For determination of "total ascorbate," DHA was reduced by dithiothreitol at pH 8.3 to 8.5 for 60 min at room temperature (Anderson et al., 1992). This was achieved by mixing 100 µL of sample with 150 µL of 60 mM dithiothreitol in 1 M 2-[N-cyclohexylamino] ethansulfonic acid. The mixture was analyzed as above and DHA was calculated by substracting ascorbate from "total ascorbate."

Glutathione, -EC, and Cys were determined after reduction, derivatization with monobromobimanes, HPLC separation (Beckman System Gold, Munich, Germany) on a C-18 column, and detection with a fluorescence detector (R_F-550, Shimadzu, Duisburg, Germany) after the method of Schupp and Rennenberg (1988). GSSG was determined in the same manner after removal of glutathione by alkylation with N-ethylmaleimide (Gorin et al., 1966) GSH was calculated as the difference of glutathione and GSSG. The redox state was defined as the GSSG content in percent of glutathione content.

Measurement of Cell Death

Cell death, indicated as loss of plasma membrane integrity, was measured spectrophotometrically as Evans blue uptake (Baker and Mock, 1994). After Cd treatment, three root tips (1 cm) were incubated in Evans blue solution (0.025% [w/v] Evans blue in water) for 30 min. After washing the roots for 15 min with water, the trapped Evans blue was released from the roots by homogenizing root tips with a microhomogenizer in 800 µL of a measuring solution (50% [v/v] MeOH and 1% [w/v] SDS). The homogenate was incubated for 15 min in a water bath at 50°C and centrifuged at 14,000g for 15 min. The optical density of the supernatant was determined at 600 nm and expressed on the basis of fresh mass.

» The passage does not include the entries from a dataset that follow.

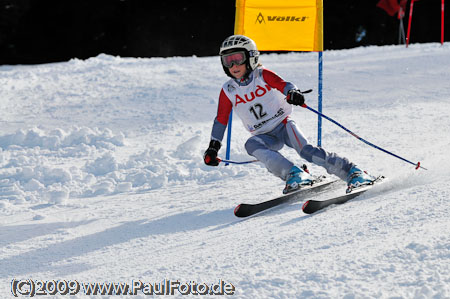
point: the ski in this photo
(245, 210)
(312, 206)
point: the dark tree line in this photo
(40, 31)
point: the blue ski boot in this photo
(356, 178)
(296, 178)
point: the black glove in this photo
(295, 97)
(210, 156)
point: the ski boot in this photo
(296, 178)
(357, 178)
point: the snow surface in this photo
(102, 178)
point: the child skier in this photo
(263, 101)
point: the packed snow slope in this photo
(102, 178)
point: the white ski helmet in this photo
(236, 43)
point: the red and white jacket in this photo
(259, 101)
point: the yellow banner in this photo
(286, 25)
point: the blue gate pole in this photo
(319, 125)
(227, 153)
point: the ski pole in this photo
(236, 162)
(363, 140)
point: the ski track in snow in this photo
(102, 179)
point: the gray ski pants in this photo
(265, 147)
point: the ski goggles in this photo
(236, 58)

Determination of Phenolics and Lignin

Frozen root tips (about 100 mg) were ground in liquid nitrogen, transferred into 1 mL of 50% (v/v) MeOH MeOH/H₂O/H₂O, incubated for 30 min on a shaker, and centrifuged at 48,000g. Five hundred microliters of extract was used for the determination of free phenolic compounds with the Folin-Ciocalteus reagent (Pritchard et al., 1997). Tannic acid was used as a standard. The pellet was subjected to several washing steps, modified after Strack et al. (1988): 2× 80% (v/v) MeOH/H₂O, 1× water, 1× acetone, and hydrolyzed 1 h at 70°C with 1 M NaOH. The hydrolyzed pellet was washed with 80% (v/v) MeOH/ H₂O (two times), distilled water and acetone, and dried. The resulting residue was used for lignin analysis with the thioglycolic acid method after Bruce and West (1989) as modified by Otter (1996).

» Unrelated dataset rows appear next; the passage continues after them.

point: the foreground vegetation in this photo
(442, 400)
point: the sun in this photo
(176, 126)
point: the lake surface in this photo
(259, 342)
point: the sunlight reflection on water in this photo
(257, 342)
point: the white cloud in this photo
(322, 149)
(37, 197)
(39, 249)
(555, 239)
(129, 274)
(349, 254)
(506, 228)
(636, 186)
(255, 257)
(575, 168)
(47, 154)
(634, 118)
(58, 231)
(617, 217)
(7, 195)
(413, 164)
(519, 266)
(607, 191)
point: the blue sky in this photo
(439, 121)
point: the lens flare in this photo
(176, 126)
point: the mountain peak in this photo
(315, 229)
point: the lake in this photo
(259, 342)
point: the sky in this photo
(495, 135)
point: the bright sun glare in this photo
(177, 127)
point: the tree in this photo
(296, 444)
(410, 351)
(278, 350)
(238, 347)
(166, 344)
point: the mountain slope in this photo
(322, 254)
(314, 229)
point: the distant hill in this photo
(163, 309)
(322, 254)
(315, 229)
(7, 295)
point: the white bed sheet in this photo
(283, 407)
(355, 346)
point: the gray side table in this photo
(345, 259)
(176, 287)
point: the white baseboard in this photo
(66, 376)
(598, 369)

Histochemical Staining of Roots for H₂O₂ and Phenolic Compounds

To detect H₂O₂, roots attached to the plants were stained for 30 to 45 min in KI/starch reagent (4% [w/v] starch and 0.1 M KI, pH 5.0; modified after Olson and Varner, 1993). Stained roots were photographed under a binocular (Stemi SV 8, Zeiss).

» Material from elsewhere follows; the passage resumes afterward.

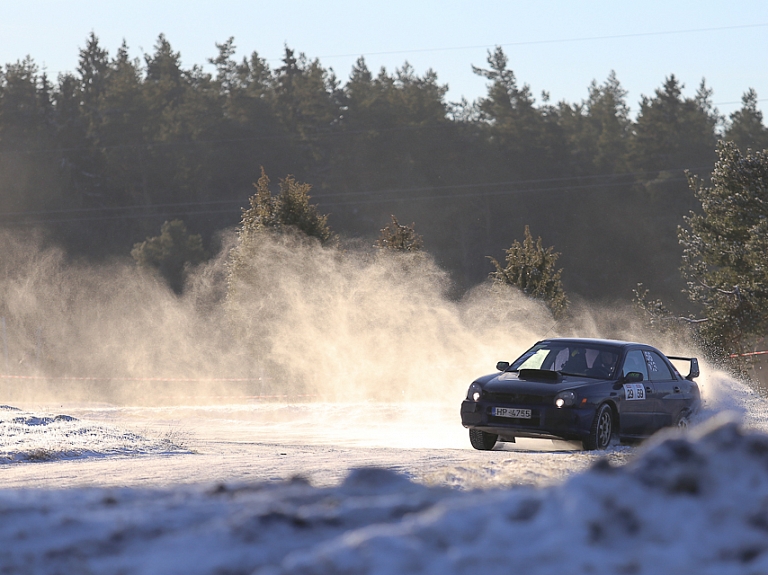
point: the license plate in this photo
(512, 412)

To analyze anatomical changes, roots were freeze dried and embedded for microscopy as described by Fritz (1989). Cross sections of roots (1 µm) were stained with 1% (w/v) toluidine blue in 0.1% (w/v) disodium tetraborate decahydrate for light microscopy (Axioplan microscope, Zeiss) or stained with 0.1% (w/v) berberine-sulfate in water for UV microscopy (UV filter UV-G365, Zeiss). The sections were photographed with a digital camera (Coolpix 990, Nikon, Tokyo).